Sign out of the provider OAuth backend: logging out removes Anyy's stored
oauth:claude-code credential. As noted above, this does not revoke the
provider account session or modify the provider's own credential files — revoke the
session in the provider account if you need to fully cut access.
Refresh happens automatically. For sign-in backends with a refresh token, Anyy refreshes an expiring access token at runtime (the rotated token is written to Anyy's own OAuth store). You do not normally rotate OAuth tokens by hand.
Rotate gateway/dashboard access:
- Restart the dashboard sidecar (
--stopthen start again) to invalidate previously printed claim-token URLs and issue fresh ones. - Change or disable
gateway.tcpsettings inconfig.yamland restart the gateway (anyy gateway restart) to change or close the network listener.
After replacing or clearing a credential, check that no stale copy lingers in an
environment variable (env: reference) or an external file (file: reference)

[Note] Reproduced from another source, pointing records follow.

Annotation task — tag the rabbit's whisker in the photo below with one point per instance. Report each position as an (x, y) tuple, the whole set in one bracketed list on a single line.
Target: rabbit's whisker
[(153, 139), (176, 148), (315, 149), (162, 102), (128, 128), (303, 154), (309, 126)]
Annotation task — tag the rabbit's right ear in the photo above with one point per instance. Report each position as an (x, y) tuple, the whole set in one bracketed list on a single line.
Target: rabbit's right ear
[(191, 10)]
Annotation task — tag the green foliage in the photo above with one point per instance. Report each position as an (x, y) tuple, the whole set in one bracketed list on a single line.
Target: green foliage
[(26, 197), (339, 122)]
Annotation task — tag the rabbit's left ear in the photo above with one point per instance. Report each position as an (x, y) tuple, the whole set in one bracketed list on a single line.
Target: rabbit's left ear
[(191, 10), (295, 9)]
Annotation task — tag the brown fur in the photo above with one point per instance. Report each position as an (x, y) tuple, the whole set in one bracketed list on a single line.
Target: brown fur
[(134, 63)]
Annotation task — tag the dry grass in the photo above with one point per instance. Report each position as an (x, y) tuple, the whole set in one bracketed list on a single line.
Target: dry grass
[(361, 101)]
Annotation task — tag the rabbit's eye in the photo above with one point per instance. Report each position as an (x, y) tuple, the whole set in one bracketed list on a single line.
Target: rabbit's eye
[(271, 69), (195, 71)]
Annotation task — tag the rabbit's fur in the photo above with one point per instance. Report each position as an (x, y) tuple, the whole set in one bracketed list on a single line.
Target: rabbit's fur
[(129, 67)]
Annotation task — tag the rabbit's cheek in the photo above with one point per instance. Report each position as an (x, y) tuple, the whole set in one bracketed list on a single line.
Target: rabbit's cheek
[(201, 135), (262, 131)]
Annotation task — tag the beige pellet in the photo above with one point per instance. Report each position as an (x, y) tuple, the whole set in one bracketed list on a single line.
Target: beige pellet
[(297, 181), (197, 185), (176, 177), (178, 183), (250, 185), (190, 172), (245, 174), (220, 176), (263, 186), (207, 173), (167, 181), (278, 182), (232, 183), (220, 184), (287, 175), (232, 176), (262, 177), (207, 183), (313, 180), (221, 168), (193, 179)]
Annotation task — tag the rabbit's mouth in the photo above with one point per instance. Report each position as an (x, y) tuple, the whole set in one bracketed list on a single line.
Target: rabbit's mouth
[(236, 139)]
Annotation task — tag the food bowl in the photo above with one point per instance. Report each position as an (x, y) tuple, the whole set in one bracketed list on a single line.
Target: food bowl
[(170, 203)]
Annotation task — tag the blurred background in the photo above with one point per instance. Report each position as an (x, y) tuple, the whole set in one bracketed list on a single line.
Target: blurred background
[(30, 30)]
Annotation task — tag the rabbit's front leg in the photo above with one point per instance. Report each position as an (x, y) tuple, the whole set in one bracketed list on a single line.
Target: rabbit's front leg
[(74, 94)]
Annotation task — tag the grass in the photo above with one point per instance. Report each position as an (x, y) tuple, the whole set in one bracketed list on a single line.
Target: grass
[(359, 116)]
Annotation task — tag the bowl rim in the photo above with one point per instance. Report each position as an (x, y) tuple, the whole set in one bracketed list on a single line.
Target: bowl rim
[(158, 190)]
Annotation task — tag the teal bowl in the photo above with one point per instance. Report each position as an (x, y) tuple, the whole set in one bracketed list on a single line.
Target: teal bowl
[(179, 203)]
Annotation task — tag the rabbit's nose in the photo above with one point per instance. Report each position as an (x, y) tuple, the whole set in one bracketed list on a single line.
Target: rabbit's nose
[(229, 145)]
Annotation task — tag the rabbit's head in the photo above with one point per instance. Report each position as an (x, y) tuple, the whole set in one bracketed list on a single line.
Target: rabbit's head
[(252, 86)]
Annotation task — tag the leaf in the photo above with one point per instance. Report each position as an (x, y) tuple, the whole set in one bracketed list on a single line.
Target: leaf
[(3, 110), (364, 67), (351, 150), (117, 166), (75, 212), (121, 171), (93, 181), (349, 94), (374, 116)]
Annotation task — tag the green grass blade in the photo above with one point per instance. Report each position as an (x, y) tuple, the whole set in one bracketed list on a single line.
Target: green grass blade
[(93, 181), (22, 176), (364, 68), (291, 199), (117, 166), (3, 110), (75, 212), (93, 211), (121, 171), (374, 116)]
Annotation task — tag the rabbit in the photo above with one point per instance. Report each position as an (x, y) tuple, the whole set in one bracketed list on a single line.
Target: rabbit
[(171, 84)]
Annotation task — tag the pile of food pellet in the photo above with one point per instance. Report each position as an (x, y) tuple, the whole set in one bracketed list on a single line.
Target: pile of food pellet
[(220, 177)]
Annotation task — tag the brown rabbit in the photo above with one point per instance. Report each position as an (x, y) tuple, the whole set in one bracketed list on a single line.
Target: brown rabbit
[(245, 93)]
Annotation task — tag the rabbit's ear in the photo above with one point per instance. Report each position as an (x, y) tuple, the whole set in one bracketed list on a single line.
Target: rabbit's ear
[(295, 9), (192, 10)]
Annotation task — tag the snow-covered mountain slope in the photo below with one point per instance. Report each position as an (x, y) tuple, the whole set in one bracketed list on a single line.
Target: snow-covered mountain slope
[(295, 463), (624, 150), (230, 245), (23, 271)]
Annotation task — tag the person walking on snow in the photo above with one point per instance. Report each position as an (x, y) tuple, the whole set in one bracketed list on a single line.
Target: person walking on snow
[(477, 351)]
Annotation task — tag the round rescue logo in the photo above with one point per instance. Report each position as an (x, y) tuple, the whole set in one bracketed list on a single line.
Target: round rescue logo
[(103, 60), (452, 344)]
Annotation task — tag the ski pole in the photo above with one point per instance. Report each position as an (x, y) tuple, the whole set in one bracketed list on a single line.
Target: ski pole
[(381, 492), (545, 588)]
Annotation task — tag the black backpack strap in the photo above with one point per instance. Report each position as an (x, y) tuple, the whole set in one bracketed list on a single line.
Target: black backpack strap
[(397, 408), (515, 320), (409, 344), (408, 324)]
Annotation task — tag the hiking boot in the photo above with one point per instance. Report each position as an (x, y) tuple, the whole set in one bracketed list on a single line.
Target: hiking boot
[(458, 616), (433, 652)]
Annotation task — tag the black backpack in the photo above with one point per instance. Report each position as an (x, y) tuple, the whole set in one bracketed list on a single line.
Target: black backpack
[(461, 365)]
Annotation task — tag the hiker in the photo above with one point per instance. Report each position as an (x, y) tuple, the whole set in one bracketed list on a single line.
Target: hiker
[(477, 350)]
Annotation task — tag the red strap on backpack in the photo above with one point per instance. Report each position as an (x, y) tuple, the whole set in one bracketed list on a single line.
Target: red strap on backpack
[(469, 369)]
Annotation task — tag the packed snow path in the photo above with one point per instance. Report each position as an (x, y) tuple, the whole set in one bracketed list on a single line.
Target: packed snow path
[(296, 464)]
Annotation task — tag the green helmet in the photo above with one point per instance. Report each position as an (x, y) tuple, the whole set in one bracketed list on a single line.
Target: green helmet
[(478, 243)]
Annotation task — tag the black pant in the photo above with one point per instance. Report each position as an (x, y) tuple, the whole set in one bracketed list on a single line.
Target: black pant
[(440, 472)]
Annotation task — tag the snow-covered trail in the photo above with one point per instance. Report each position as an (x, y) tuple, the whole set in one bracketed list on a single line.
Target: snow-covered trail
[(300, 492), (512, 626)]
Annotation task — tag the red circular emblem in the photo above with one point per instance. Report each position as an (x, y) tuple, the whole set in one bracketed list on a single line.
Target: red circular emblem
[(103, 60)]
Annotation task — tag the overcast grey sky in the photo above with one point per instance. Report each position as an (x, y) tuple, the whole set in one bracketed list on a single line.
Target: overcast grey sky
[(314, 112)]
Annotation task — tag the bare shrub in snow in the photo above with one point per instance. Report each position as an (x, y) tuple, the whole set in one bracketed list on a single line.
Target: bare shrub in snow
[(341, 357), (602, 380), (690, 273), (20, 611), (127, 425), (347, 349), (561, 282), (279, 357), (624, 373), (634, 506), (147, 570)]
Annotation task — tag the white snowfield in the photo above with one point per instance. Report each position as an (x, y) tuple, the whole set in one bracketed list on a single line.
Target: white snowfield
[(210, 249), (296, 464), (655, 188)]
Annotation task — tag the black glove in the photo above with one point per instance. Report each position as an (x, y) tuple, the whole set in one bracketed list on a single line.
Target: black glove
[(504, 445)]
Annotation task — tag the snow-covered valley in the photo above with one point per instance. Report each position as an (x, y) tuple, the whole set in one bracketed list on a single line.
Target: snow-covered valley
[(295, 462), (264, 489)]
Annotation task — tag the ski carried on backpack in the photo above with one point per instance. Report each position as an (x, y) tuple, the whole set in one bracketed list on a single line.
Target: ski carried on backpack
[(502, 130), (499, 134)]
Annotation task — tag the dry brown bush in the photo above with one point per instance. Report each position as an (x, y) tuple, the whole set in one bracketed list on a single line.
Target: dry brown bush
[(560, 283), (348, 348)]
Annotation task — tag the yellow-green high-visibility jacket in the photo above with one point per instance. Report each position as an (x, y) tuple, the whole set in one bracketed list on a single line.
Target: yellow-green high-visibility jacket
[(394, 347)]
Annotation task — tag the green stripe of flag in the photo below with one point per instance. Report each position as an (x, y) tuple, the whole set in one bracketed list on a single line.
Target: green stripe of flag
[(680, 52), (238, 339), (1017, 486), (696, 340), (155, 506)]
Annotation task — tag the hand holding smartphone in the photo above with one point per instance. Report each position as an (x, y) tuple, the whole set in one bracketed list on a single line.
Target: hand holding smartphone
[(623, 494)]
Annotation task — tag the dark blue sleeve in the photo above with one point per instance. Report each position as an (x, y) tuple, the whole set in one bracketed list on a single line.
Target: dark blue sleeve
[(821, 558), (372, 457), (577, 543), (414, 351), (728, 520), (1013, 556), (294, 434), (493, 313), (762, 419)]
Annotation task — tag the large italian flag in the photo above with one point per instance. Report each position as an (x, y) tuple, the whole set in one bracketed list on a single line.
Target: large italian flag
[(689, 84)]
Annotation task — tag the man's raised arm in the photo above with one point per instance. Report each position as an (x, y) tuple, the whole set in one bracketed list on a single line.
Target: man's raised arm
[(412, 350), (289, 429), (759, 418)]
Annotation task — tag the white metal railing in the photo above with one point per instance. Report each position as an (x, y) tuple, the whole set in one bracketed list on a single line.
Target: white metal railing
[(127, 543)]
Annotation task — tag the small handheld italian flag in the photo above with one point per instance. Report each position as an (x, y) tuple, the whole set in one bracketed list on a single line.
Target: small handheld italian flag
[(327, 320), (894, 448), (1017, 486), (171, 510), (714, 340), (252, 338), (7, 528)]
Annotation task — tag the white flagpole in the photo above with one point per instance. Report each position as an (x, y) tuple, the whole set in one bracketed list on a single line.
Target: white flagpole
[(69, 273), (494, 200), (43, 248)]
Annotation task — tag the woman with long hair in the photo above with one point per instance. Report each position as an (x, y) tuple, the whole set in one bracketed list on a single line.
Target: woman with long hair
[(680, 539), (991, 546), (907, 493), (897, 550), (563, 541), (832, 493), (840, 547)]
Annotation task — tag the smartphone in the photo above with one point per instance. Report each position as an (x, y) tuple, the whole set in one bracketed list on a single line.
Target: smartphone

that configuration still points at — Anyy rotates the value it owns, not
copies you manage elsewhere.
Troubleshooting Authentication
A provider reports "not authenticated" / "needs login."
Run anyy setup model and confirm a credential is present. For an API-key
provider, verify the secret: / env: / file: reference resolves (the file
exists, or the environment variable is set in the gateway's environment). Then
check overall health:
anyy doctor
The OAuth sign-in succeeded in the browser but Anyy still wants a login.
Re-run anyy setup model and choose the subscription path again. Anyy
re-reads the provider account credential store after the setup-token command
returns; if the provider CLI is not installed, follow the printed install / run /
re-run steps, or paste the displayed setup token (sk-ant-oat-...) when prompted.
A token expired. For sign-in backends with a refresh token, this self-heals on the next call. If a credential has no refresh token (for example, a static setup token), re-run the sign-in flow to obtain a fresh one.
A billing or entitlement message appears (not a login error). A provider message about extra usage or quota is a billing/entitlement problem, not an authentication failure. Resolve it in the provider account; re-authenticating will not change it.
The dashboard rejects you or loops back to the claim screen. The claim token is single-use and the session cookie expires. Open the current URL the running sidecar printed (old URLs are stale), or restart the sidecar to get a fresh token:
anyy dashboard --stop
anyy dashboard
A network client cannot reach the gateway.
Confirm gateway.tcp.enabled is not false, the listener address is correct, and
the client satisfies the configured mode (presents the token, completes pairing,
or is on the allowlist). Restart with anyy gateway restart after config
changes.
If you suspect a credential leaked, treat replacement as urgent: replace the provider key (and revoke it in the provider account), restart the dashboard sidecar to invalidate outstanding claim URLs, and review the audit trail for unexpected activity. See Security & Privacy for the redaction and audit guarantees.